Profile Summary Statistics

The profile_summary_stats feature is a profile-level feature that represents the summary statistics of specified variables. All observations belonging to the same profile generally have the same profile_summary_stats feature values. The profile_summary_stats feature can contain the following nine statistics:

  1. min: minimum

  2. max: maximum

  3. mean: mean

  4. median: median

  5. pct25: 25th percentile

  6. pct75: 75th percentile

  7. pct2.5: 2.5th percentile

  8. pct97.5: 97.5th percentile

  9. sd: standard deviation

Configuration: Summary Statistics

The profile_summary_stats feature requires the calculation of summary statistics prior to feature extraction. This can be specified in the summary_stats_sets section of a configuration file. The variables used for the feature should be specified in col_names.

summary_stats_sets:
  - name: summary_stats_set_1
    stats:
      - name: profile_summary_stats
        col_names: [ temp, psal, pres ]

Configuration: Setup

To include the profile_summary_stats feature in your training and classification datasets, the value profile_summary_stats needs to be specified in the feature_sets section.

feature_sets:
  - name: feature_set_1
    features:
      - profile_summary_stats

Configuration: Parameters

The profile_summary_stats feature requires three mandatory parameters: col_names, summary_stats_names, and stats_set.

  • The col_names parameter specifies the column names in the input dataset that will be used for the profile_summary_stats feature.

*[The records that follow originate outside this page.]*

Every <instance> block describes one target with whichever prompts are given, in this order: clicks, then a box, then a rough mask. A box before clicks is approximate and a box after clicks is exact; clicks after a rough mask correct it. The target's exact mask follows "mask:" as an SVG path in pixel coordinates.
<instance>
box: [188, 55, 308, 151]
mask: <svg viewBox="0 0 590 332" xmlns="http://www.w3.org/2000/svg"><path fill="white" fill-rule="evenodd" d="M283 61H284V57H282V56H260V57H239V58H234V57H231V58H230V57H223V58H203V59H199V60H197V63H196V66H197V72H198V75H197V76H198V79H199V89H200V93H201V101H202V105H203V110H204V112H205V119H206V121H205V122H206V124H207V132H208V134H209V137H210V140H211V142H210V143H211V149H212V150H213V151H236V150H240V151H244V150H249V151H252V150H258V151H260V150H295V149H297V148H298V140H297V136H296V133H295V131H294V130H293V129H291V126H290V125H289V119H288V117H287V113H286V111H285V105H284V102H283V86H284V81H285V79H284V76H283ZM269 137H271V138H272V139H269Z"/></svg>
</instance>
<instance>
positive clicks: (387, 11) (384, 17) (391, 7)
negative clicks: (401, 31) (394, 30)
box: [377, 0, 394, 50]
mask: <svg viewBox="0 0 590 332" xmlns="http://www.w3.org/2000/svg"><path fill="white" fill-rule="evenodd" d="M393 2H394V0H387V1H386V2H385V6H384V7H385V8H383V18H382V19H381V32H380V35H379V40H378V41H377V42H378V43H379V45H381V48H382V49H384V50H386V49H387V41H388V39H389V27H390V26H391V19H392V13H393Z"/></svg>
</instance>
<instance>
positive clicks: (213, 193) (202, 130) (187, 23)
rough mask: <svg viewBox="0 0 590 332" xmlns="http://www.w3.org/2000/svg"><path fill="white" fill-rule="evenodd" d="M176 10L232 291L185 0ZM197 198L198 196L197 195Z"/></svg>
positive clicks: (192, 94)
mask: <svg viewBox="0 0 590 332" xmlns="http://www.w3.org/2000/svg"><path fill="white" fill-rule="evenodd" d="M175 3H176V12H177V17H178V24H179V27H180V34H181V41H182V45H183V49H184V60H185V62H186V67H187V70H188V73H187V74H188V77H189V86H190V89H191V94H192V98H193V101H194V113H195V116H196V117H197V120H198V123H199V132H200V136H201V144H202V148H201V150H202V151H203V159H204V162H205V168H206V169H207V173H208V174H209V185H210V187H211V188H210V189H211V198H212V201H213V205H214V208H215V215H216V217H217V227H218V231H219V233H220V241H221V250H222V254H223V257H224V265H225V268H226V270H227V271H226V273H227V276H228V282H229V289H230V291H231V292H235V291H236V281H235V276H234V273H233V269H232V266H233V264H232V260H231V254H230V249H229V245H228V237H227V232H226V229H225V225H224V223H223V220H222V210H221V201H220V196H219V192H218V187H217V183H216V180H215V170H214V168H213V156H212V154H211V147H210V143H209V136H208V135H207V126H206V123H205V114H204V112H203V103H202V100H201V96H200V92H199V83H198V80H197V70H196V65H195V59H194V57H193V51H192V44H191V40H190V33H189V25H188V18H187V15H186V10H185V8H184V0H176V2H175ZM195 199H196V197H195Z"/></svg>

  • The summary_stats_names parameter specifies the names of the summary statistics to be used as features.

  • The stats_set parameter specifies how the feature values are normalized. aiqclib currently supports raw and min_max as normalization methods. The name value in stats_set must correspond to a name in the feature_stats_sets section.

feature_param_sets:
  - name: feature_set_1_param_set_1
    params:
      - feature: profile_summary_stats
        col_names: [ temp, psal, pres ]
        summary_stats_names: [ mean, median, sd, pct25, pct75 ]
        stats_set: { type: min_max, name: profile_summary_stats }

Configuration: Normalization

If the normalization method is not set to raw, the summary statistics specified here will be used for normalization.

feature_stats_sets:
  - name: feature_set_1_stats_set_1
    min_max:
      - name: profile_summary_stats
        stats: { temp: { mean: { min: 0, max: 12.5 },
                         median: { min: 0, max: 15 },
                         sd: { min: 0, max: 6.5 },
                         pct25: { min: 0, max: 12 },
                         pct75: { min: 1, max: 19 } },
                 psal: { mean: { min: 2.9, max: 12 },
                         median: { min: 2.9, max: 12 },
                         sd: { min: 0, max: 4 },
                         pct25: { min: 2.5, max: 8.5 },
                         pct75: { min: 3, max: 16 } },
                 pres: { mean: { min: 24, max: 105 },
                         median: { min: 24, max: 105 },
                         sd: { min: 13, max: 60 },
                         pct25: { min: 12, max: 53 },
                         pct75: { min: 35, max: 156 } } }

Note

aiqclib offers helper functions to calculate summary statistics (like min/max values). Please refer to the Feature Normalization guide for details.